Cystic neoplasms of the pancreas represent a diagnostic challenge for physicians. Once considered rare, over the past two decades the identification of these cysts has increased secondary to the improvement and widespread use of cross-sectional imaging studies.1 A considerable proportion of these lesions are discovered incidentally in asymptomatic patients and are found with greater frequency in older populations.2,3
The significance of pancreatic cystic neoplasms (PCNs) lies in the spectrum of their underlying pathology. Since they were first distinguished from serous neoplasms in the late 1970s, mucinous pancreatic cystic neoplasms (MPCNs) have been extensively studied.4 Unlike serous cystic neoplasms (SCNs), MPCNs harbor the potential for malignant degeneration. Although the risk is higher in symptomatic patients, up to 47% of MPCNs are associated with malignant or premalignant lesions, making early detection and treatment essential.5,6
Mucinous pancreatic cystic neoplasms account for up to one-fourth of all PCNs and include two distinct classes of cysts.
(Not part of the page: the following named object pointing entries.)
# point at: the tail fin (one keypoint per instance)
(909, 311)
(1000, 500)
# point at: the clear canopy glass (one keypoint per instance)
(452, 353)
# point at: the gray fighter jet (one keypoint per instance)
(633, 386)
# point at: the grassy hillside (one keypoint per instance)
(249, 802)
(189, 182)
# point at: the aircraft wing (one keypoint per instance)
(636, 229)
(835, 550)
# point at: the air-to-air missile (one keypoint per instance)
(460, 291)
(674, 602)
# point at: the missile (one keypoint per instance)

Besides their common underlying cancer risk and viscous quality, these MPCN variants possess distinct clinicopathologic features that dictate their presentation and behavior. Furthermore, the risk of malignant degeneration varies widely between subtypes.7 Within the broad category of MPCNs exists a spectrum of atypia, ranging from benign adenoma to grossly invasive cancer.
Mucinous cystic neoplasms (MCNs) are known to contain ovarian-type stroma and are almost exclusively found in women within the distal pancreas.8,9 In contrast, intraductal papillary mucinous neoplasms (IPMNs) are mainly localized to the head of the pancreas and are characterized by intraductal proliferation of neoplastic cells whose phenotype and behavior are characterized by the type of ductal communication.8 Of the three IPMN variants, branch-duct intraductal papillary mucinous neoplasms (BD-IPMNs) account for the majority of all pancreatic cysts found incidentally and pose the biggest challenge for diagnosis and cancer risk stratification.10
The workup and diagnosis are critical in deciding the ultimate management of MPCNs. Although each cyst type is associated with a particular radiographic profile, imaging studies alone are often insufficient to render a diagnosis. Use of endoscopic ultrasound (EUS) with cyst fluid analysis has become an important tool to differentiate between cyst types and may be used in the diagnosis and surveillance of pancreatic cysts.11
Accurate diagnosis of pancreatic cyst types may ultimately prevent unnecessary resection by selecting those premalignant lesions that require intervention and those that may be closely observed. Over the last decade, international consensus guidelines have been developed with the intent to provide direction when managing patients with MPCNs.12,13 Correct identification and stratification of these entities is paramount to MPCN management and treatment.
INCIDENCE AND EPIDEMIOLOGY
The rising incidence of pancreatic cysts has been extensively reported in the literature. In one study, incidental pancreatic cysts were found in up to 13.5% of patients on routine magnetic resonance ...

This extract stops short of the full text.